Özgür Özel’in dünkü adaylık konuşması, son yıllarda üst düzey bir CHP’linin yaptığı en siyasi konuşmaydı. Eksik ve olumsuz taraflarından söz etmeden önce işin bu tarafının altını çizmek lazım.
CHP, uzunca bir süredir ‘kimliklerin bir arada durması’ prensibine dayanan bir ‘siyasetsizlik siyaseti’ni benimsiyor. Bir tutam İslamcılık, yarım su bardağı milliyetçilik, bir çay kaşığı ılımlı muhafazakârlık, kabuğu soyulmuş laiklik, çeyrek ölçü sosyal demokratlık tarifiyle yürütülen politika, masaya “lezzetli” bir ürün sunamadı. Ülkenin yaşadığı sorunların çözümüne net bir politik doktrin olmadan, “biz kafa kafaya verip hallederiz” mesajının ötesine geçmeden, devlet yönetiminde birtakım kimlikleri yan yana getirerek AKP’yi yenebileceğini düşünen bu anlayışın artık eskisi kadar alıcısı olmayacak gibi görünüyor.
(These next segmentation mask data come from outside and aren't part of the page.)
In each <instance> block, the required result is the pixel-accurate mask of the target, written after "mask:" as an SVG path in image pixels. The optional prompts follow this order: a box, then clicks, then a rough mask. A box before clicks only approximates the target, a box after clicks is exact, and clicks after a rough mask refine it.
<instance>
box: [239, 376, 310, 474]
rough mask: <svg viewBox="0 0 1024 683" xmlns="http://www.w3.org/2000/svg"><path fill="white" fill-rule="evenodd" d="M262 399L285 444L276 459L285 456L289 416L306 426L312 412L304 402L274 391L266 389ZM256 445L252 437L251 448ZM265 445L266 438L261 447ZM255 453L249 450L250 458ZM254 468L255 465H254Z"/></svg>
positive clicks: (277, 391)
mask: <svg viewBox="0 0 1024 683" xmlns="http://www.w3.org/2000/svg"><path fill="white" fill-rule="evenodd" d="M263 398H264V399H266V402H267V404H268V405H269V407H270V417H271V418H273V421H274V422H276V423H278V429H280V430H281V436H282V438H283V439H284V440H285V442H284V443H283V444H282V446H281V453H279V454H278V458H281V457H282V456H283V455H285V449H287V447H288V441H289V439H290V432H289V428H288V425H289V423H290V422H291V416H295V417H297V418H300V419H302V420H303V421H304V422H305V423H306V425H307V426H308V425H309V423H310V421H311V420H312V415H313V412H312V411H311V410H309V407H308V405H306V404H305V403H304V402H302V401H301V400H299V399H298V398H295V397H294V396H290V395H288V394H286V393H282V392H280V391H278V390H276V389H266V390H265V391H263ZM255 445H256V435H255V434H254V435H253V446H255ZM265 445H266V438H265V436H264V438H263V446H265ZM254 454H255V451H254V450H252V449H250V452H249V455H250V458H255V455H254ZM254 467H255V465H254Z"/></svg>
Özel’in açıkladığı Tutum Belgesi’nde CHP’ye ve genel olarak muhalefete yönelik politik eleştiriler dikkat çekiciydi. Aslında eleştirilerin adresinin doğrudan Kılıçdaroğlu olduğunu söylemekte beis yok. CHP liderinin tüm sınıflara aynı dozda seslenen yaklaşımının aksine, “Emekçi sınıfın yanında ödünsüz pozisyon alıyoruz” dedi Özel. “Sağ ve sol kavramının 18’inci yüzyıla ait olduğunu ve 21’inci yüzyılın sorunlarını çözemeyeceğini iddia eden yaklaşımı kesin bir dille reddettiklerini” vurguladı; emekçilerin, güvencesizlerin, yoksulların, dezavantajlı grupların artan ve ağırlaşan sorunlarına sol ve sosyal demokrat politikalarla çözüm üretilebileceğini söyledi. Bu sözler, düzen muhalefetinin bir koro gibi bıkmadan tekrarladığı “iktisat biliminin rasyonel kuralları” görüşünü aşan derinliğe sahip.